Tuesday, 7 April 2015

Chu Tien-wen (Industry)

Aka Zhu Tianwen. Born: 1956, Taipei.
Best known as a key writer within the Taiwanese New Cinema, and particularly a key collaborator of Hou Hsiao-Hsien's.

"Zhu Tianwen (b. 1956) comes from “the most noted literary family” in Taiwanese literature; her father Zhu Xi’ning (1926–1998), a Christian mainlander, is a celebrated novelist and a cultural officer, and her Hakka mother, Liu Musha, is a respected translator of Japanese fiction. Growing up in a congenial literary circle and raised in Confucianism, Christianity, Chinese and Japanese literature, Zhu Tianwen began to publish in various newspapers’ literary supplements when she was still in high school."
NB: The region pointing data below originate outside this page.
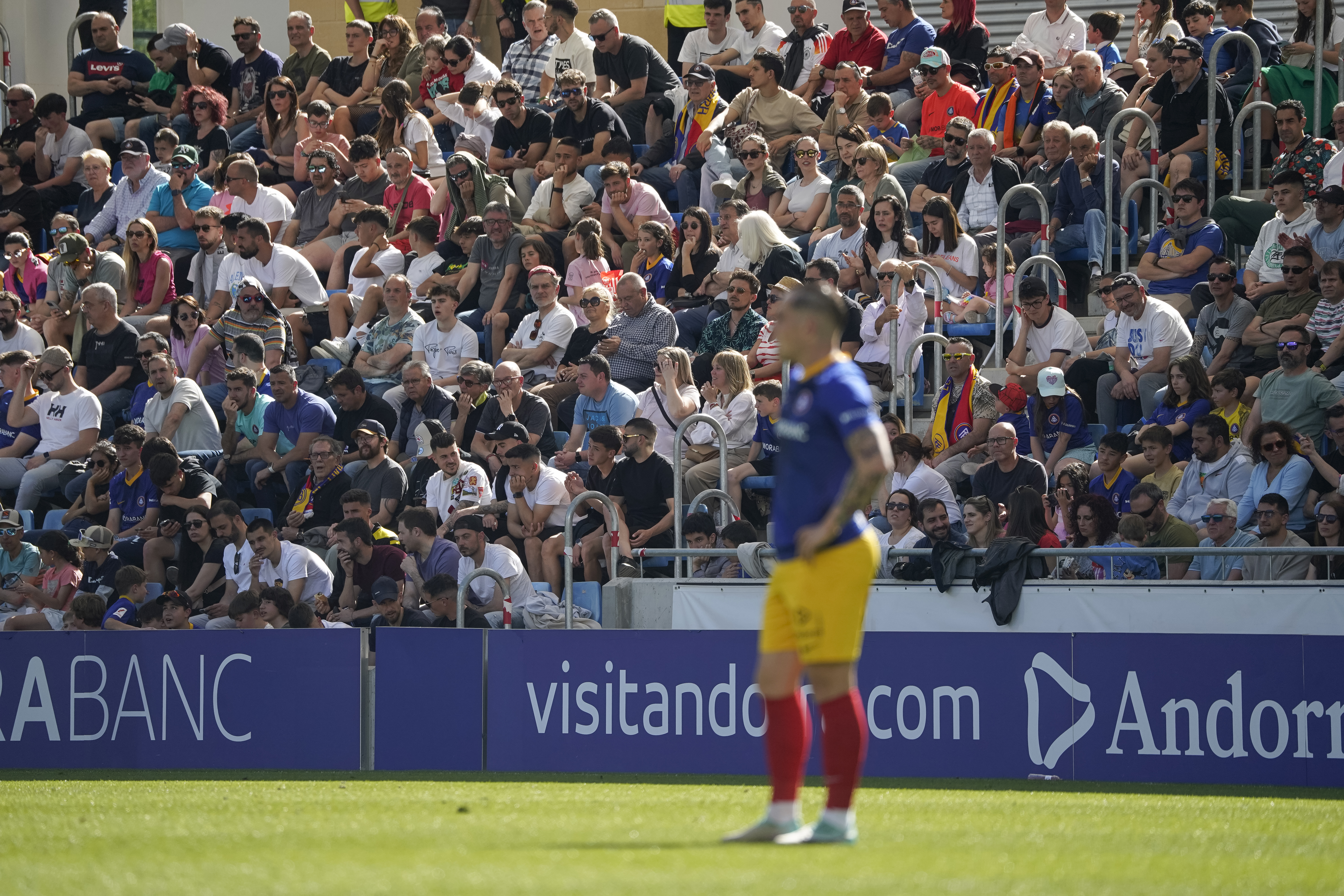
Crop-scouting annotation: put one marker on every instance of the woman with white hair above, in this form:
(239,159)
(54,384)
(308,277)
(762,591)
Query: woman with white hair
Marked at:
(769,253)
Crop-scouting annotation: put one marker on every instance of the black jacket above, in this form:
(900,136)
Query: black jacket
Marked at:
(1005,174)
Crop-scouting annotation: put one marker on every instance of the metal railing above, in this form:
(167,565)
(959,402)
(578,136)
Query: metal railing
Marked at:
(467,582)
(997,357)
(614,532)
(909,375)
(677,479)
(1152,172)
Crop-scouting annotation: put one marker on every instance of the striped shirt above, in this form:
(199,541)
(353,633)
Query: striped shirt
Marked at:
(126,206)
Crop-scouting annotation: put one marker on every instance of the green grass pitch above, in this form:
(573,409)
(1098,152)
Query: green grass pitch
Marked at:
(389,834)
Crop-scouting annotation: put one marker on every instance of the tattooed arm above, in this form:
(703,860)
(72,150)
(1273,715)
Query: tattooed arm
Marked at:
(872,456)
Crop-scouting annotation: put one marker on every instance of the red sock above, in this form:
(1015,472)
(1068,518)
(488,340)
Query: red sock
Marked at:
(845,741)
(788,737)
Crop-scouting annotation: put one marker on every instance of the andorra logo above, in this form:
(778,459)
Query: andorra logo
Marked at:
(1076,690)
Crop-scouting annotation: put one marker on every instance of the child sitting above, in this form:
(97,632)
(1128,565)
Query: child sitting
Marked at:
(1134,532)
(885,129)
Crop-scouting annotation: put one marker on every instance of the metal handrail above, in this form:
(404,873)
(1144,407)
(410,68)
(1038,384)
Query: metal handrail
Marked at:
(1139,185)
(1213,100)
(677,480)
(1152,172)
(909,374)
(581,500)
(71,52)
(997,355)
(467,581)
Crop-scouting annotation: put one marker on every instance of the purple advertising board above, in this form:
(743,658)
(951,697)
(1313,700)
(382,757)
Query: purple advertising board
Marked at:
(193,700)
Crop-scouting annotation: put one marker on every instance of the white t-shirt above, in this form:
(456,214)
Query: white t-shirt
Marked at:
(269,206)
(698,47)
(291,271)
(1159,327)
(390,261)
(64,416)
(800,197)
(421,268)
(1061,332)
(966,258)
(298,562)
(198,431)
(25,338)
(576,53)
(446,353)
(549,489)
(470,488)
(243,579)
(557,328)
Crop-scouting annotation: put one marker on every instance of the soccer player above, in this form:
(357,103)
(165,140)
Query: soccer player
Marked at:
(830,437)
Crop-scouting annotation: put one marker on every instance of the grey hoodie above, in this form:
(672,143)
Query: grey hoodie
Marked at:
(1224,479)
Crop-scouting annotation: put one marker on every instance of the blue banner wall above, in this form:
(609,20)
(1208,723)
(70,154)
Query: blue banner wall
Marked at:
(197,700)
(429,688)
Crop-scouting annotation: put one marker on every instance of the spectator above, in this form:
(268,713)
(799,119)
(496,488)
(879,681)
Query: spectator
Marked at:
(1294,394)
(1220,520)
(916,476)
(964,412)
(1115,483)
(1276,530)
(1009,469)
(943,104)
(1280,471)
(1221,469)
(1157,334)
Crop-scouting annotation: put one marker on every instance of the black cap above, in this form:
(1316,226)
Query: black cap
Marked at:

Zhu Tianwen came into the film industry as a result of publishing a prize-winning piece, Growing Up ( published in the United Daily News, 1982). Hou and Chen Kunhou were interested in the story of Xiaobi and arranged to meet Zhu in a coffee shop. Thus began a rich creative partnership that continues to this day. They worked together on the screenplay of Growing Up, which Chen would end up directing.  From then on she and Hou would form a close artistic connection and collaboration. It was she who first introduced him to mainland Chinese literature, such as the autobiography of Shen Congwen, that would be so influential for his desire of an 'objective camera' --- leading to long takes and long shots.

That same year Chu wrote the screenplay for Hou's semi-autobiographical The Boys from Fengkuei. She then offered up an incident from her own childhood as the basis for Hou's next film, A Summer at Grandpa's, which she also wrote. She worked on several of his following films.. She also wrote, along with Hou, Edward Yang's 1985 film Taipei Story.. For A City of Sadness, she, Hou and Wu Nianzhen worked together, gathering tremendous amounts of research into the 1945-49 period of Taiwanese history.

She describes her working collaboration with Hou as rooting in words the great quantity of visual ideas Hou threw at her. She also developed and fleshed out his female characters, giving a stronger insight into their internal worlds.